Bookkeeping is the practice of tracking all the financial transactions that a business accumulates. Bookkeepers are the record keepers; they are tasked with logging and categorizing each of the transactions and keeping all of the data organized and complete. Bookkeeping is a separate part of the accounting process than what accountants typically handle. Accountants use the bookkeeper’s data. They are the analyzers and advice givers. Accountants create the financial statements from the bookkeeper’s records and use the information to understand the financial wellbeing of a business.
If a business is small and has relatively few daily financial transactions, they may choose to use the single-entry accounting system. This method is similar to that used when maintaining a checkbook. If a business is larger with many transactions occurring on a regular basis, they would most likely choose to use the double-entry accounting system. This system reduces errors ensuring everything is recorded properly and completely.
The Bookkeeping Process
Proper bookkeeping tracks each and every financial transaction a business completes from the time they open, until the time they close. Each transaction will be accompanied by some type of documentation (like a receipt or an invoice) which will be used when recording the transaction into the books.
Bookkeepers can utilize a physical paper journal to record the data or use a software program to electronically store the information. It is much more common for businesses to use electronic databases for their bookkeeping needs. Bookkeepers can use any accounting method a business needs (single or double entry methods, primarily). In order to be successful, a bookkeeper must know the chart of accounts for a business, be able to classify credit and debit entries, and keep the books balanced.
It is a bookkeeper’s job to be able to hand over all financial records, which are complete and accurate, to an accountant who will use the information to create financial statements and be ready for tax season.
Before Bookkeeping Begins
The first step when starting the bookkeeping process is deciding whether your business should use the cash or accrual accounting system. If you have a very small business, it may be best to consider a cash accounting system. However, most businesses will need to use the accrual accounting system.
The cash accounting system is the method where you only record transactions after cash is exchanged. The accrual accounting system records all transactions immediately, even if money is not exchanged until a later date. It is not uncommon for a business to start out using the cash method and later switch over to the accrual method once they start to grow.
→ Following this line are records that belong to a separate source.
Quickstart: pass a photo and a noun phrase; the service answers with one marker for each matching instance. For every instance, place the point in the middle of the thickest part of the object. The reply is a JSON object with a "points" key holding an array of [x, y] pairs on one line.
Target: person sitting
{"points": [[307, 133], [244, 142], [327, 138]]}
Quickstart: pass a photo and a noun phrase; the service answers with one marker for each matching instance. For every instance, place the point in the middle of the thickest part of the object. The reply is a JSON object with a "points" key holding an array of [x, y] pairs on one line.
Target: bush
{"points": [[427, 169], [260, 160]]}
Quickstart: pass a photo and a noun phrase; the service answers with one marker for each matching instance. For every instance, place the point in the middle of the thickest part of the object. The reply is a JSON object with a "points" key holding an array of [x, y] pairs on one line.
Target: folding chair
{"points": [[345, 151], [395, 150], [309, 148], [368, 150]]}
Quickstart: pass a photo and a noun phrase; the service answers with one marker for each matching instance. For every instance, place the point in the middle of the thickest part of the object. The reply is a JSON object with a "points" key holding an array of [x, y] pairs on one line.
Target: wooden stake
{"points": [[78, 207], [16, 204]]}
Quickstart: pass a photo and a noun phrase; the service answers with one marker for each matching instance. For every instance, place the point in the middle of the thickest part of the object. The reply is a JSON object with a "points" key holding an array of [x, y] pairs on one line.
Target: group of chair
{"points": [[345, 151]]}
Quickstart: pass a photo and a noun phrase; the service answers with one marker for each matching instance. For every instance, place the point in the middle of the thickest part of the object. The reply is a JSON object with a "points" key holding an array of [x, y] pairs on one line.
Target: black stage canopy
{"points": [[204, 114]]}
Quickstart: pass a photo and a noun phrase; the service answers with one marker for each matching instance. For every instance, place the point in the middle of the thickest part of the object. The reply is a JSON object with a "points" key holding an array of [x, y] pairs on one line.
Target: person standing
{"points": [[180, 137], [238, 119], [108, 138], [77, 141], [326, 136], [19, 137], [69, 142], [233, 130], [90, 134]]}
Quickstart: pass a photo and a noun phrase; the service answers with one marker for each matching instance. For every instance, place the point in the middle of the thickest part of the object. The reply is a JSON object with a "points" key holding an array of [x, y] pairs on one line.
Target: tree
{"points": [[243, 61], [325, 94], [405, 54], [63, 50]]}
The accrual accounting system will be required if you use credit, either by offering it to your customers or borrowing from a lender yourself.
Next, you need to choose whether your business should use the single-entry bookkeeping method or the double-entry. Single-entry means you only enter a transaction once in the books. This is similar to how you maintain a checkbook. It is only recommended to use single-entry bookkeeping if your business is quite small, and you only need to record when you bring in cash and spend it.
Double-entry bookkeeping is when all transactions have two entries. Every transaction will have equal but opposite entries (one debit, one credit) into at least two accounts. This is the ideal form of bookkeeping for larger, more complex businesses.
The next decision to be made is where you want your records to be written and stored. Again, this all depends on the size of your business. Small businesses could use physical paper books or even a spreadsheet program on the computer. Larger businesses will most likely need to use specialized bookkeeping databases to store all their financial data.
Finally, a business must create their chart of accounts. A chart of accounts lists every account (name and number) and subaccount the business has. This list may change over time as the business develops.